Monsieur le Président, il y a une diapositive sur le soutien aux petites entreprises. Je serai bref. Alors que nous avons alloué 15% du soutien de l’État aux agriculteurs aux petites exploitations en 2018, les estimations préliminaires pour 2020 représentent 20% du volume total. Dans le même temps, la part des exploitations agricoles représente 14,3 % du volume total de la production agricole.
Et, bien sûr, les ventes de produits restent désormais importantes pour les petites entreprises. Le gouvernement a soutenu la création de possibilités supplémentaires pour les agriculteurs de vendre leurs produits. Bien entendu, le soutien de l’État à l’achat de stands de marché mobiles et aux transports nécessaires au commerce itinérant, qui est disponible pour les agriculteurs et les coopératives depuis le début de 2021, encouragera davantage les ventes agricoles.

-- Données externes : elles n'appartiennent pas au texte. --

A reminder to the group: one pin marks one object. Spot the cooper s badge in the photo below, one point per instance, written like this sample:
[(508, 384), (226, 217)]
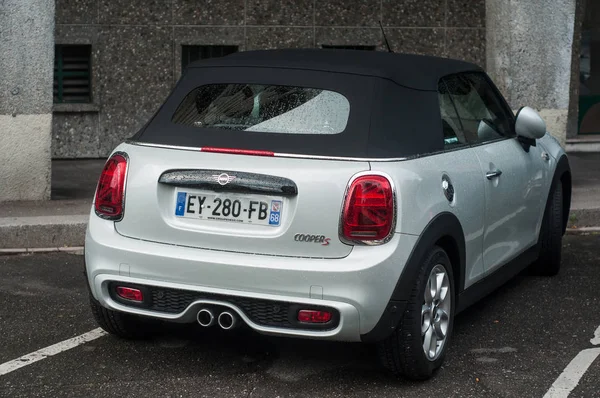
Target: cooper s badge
[(223, 178), (307, 238)]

Vladimir Poutine: Des prêts doivent également être disponibles pour eux. Il y a tellement de bureaucratie qu’il est difficile de les atteindre …
Dmitry Patrushev: Monsieur le Président, nous avons créé une procédure pour qu’ils n’aient pas à collecter de documents pour obtenir un prêt bonifié; c’est plus facile maintenant. Et, bien sûr, nous allons maintenant numériser cela afin qu’ils puissent le mettre en ligne.
Je voudrais faire un bref rapport sur le programme de développement global des zones rurales. La diapositive montre ce que nous avons fait. Un grand nombre de personnes peuvent vraiment ressentir la différence, qu’elles atteignent un niveau de vie entièrement nouveau.
Vladimir Poutine: Développement des zones?
Dmitry Patrushev: Oui. Il s’agit du programme global pour le développement des zones. En général, nous recevons des retours très positifs des régions. Nous pouvons voir que les habitants des petites localités résidentielles, comme les villages, se dotent d’infrastructures sociales et de services publics avancées et confortables.
Bien entendu, Monsieur le Président, nous devons vous remercier de l’opportunité d’adopter une telle approche globale de la mise en œuvre de projets sociaux d’infrastructure dans les zones rurales. C’est important. Aujourd’hui, six millions de personnes ont déjà une idée de ce que signifie ce programme d’État.